Bush's Temporary Worker Plan

As many of us are aware, illegal immigration is becoming an issue of greater concern daily. The effect that such illegal immigration has on our country’s economy is very powerful. President Bush has proposed a "Temporary Worker" plan which will enable illegal immigrants a chance to legally obtain work in the United States for three years. Afterwards, the workers would have a chance to renew their permits. Although Bush's plan is not without its flaws, I believe it is a step in the right direction. I feel that some type of action needs to be taken in order to change the current situation which is only worsening. After the initial action is taken we can then make the necessary adjustments to correct the flaws. To reject Bush's plan or some version of it and expect that the current situation is going to improve without any action being taken would be pretty stupid of us. The bottom line is that if something is not done soon, illegal immigration will continue to weaken our boarders, thus increasing chances for terrorist acts and will further the strain which it already places on Medicaid.

4 comments:

Cole said...

I agree that illegal immigration is a huge issue of concern. The problem is that I don't have any suggestions on how to solve it. I don't think there is a simple or "one-size-fits-all" solution. I have to agree that some type of action needs to be taken or else things will continue to worsen. How can we expect things to change if we do not try to initiate change? Good post!

rico said...

Something needs to be done. Bush is doing the right thing by at least implementing something that points us in the right direction. I would also suggest the idea of cutting off the so called "humanitarians" that are dropping off water jugs and food in the desert to help immigrants get here. Disciplinary action should be taken against these people in order to make it more difficult for immigrants to come into our country.

Blake said...

I like this post! I also agree with Cole's comment. I am torn as to what should be done. Obviously those seeking to live and work in America come from desperate circumstances, however, that is the state of much of the world, and the U.S. can't fix everyone's problems. I am not very familiar with Bush's plan, but from reading this post, I would say that it is a good start. This would at least allow them to come here, work, and live a better life, while simultaneously occupying a legal status. Hopefully they could do this while contributing to the services they are able to enjoy by paying taxes, etc.

Dr. Tufte said...

-1 on Parker's post for spelling errors.

I'm not ambivalent about this issue, but I have more questions than answers. Here are two.

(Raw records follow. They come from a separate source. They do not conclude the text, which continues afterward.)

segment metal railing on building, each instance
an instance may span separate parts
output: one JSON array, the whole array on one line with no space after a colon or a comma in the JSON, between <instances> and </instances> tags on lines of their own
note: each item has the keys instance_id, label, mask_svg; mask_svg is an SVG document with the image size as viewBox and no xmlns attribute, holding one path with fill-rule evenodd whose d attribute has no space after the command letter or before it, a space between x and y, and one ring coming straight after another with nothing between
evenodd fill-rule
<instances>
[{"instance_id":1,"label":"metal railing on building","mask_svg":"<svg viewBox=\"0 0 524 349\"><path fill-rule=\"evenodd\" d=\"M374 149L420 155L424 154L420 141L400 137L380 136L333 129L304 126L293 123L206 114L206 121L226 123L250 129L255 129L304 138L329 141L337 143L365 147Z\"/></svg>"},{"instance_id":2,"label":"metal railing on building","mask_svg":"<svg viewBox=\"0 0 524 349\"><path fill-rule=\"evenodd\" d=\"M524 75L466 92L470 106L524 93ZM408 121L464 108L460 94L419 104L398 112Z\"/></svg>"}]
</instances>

1) Has anyone considered the fact that we could get rid of this problem by making the U.S. a lousy place to live? I didn't think so. If we don't want to do that, then we will have to live with a positive inflow of people.

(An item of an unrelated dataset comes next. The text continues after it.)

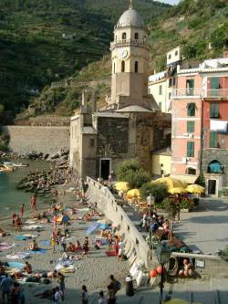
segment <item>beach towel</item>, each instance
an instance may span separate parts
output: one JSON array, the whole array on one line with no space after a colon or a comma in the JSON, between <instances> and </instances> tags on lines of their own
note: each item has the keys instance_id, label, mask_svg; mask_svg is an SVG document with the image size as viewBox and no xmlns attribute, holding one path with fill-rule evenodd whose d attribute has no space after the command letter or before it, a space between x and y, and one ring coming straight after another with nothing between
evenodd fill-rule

2) The theory of how technology impacts economic growth shows that an individuals wage levels are determined by both their own skills and the level of technology which surrounds them. This is why most jobs pay less in Cedar City than elsewhere. So, is it wrong for you to move where the pay is better? If so, is it illegal for someone else to do that if they cross a dashed pink line in an atlas? And precisely who should bother us more: someone who moves to make their life better, or someone who slacks off because the situation is pretty sweet where they live?

P.S. I'm inclined to agree with Rico on this one. It is one thing to be for or against immigration. It is quite another to be supporting poor choices that we ought to be discouraging. I'm much more in favor of appropriately shaping the fact of immigration (say, by eliminating bilingualism) than reducing its numbers.